Une responsabilisation plus brutale, consistant à pointer les défaillances de chacun individuellement, peut aussi se révéler efficace. Ainsi, les professionnels de santé du service des maladies infectieuses de Marseille reçoivent régulièrement des SMS récapitulant leurs propres pratiques en matière d’hygiène. Selon le chef du service, cela a suffi à multiplier par deux le taux de lavage des mains. Il envisage à présent d’aller plus loin, avec une alarme qui se mettrait à sonner à chaque fois qu’un soignant s’approche du lit du malade sans s’être lavé les mains. Des pistes intéressantes, mais atteindre un jour une observation des recommandations de 100 % semble utopique. « Il sera difficile de réduire encore le nombre d’infections associées aux soins, constate Daniel Zaro-Goni. Et puis la question de l’efficience se pose : puisqu’un bon niveau de respect des recommandations a été atteint, faut-il dépenser plus pour un résultat faible ? »

En chiffres

→ À l’hôpital, le respect des règles d’hygiène influe directement sur le nombre d’infections associées aux soins. Selon l’enquête nationale de prévalence des infections nosocomiales menée en 2012 par l’Institut de veille sanitaire sur 1 938 établissements de santé et 300 330 patients, 5,1 % de ces derniers présentaient une ou plusieurs infections nosocomiales actives.

→ Sur toute la France, cela représente 750 000 cas chaque année.

→ En court séjour, cette prévalence grimpe à 5,6 %.

→ On estime que les infections associées aux soins sont à l’origine de 9 000 décès par an, dont 4 200 patients pour lesquels le pronostic vital n’était pas engagé à leur entrée à l’hôpital.

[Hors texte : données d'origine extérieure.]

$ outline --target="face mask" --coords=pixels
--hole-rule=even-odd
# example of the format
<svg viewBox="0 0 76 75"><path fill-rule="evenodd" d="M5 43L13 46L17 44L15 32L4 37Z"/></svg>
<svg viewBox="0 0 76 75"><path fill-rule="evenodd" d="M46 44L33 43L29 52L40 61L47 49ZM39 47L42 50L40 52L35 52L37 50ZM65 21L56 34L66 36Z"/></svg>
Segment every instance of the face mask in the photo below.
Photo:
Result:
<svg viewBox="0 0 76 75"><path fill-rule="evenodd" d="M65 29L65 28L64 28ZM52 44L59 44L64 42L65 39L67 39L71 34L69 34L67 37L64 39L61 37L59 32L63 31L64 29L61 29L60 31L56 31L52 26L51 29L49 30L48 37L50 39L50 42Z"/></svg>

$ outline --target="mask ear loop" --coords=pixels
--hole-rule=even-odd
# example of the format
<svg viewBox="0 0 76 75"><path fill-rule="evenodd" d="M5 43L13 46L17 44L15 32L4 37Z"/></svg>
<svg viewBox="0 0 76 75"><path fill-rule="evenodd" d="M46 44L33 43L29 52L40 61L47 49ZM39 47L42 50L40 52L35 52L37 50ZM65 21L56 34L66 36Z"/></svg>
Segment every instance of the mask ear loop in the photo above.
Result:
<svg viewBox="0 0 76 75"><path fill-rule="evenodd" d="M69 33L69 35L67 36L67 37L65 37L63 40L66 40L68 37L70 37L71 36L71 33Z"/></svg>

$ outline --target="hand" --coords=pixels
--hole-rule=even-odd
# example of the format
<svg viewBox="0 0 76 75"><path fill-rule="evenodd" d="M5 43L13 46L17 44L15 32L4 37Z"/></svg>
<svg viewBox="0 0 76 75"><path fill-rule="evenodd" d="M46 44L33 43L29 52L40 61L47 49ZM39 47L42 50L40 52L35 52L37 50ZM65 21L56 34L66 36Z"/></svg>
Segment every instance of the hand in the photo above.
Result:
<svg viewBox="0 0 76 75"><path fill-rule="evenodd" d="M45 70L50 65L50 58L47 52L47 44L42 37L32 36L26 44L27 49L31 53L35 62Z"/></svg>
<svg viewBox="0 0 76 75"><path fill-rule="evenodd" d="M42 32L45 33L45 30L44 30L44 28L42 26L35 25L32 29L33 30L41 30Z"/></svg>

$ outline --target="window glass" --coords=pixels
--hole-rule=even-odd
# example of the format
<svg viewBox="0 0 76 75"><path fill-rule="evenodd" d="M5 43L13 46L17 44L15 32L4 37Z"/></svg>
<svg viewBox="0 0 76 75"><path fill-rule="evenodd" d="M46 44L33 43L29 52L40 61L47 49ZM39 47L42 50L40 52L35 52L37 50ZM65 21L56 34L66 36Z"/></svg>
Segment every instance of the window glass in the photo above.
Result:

→ Quatre sites infectieux représentaient plus de deux infections nosocomiales sur trois : infection urinaire (30,3 %), pneumonie (14,7 %), infection du site opératoire (14,2 %) et bactériémie (6,4 %).

Les trois micro-organismes les plus fréquents étaient Escherichia coli (24,7 %), Staphylococcus aureus (18,9 %) et Pseudomonas æruginosa (10 %).

→ De 2006 à 2012, la prévalence des patients infectés est restée stable en court séjour et a diminué de 21 % dans les autres types de séjour.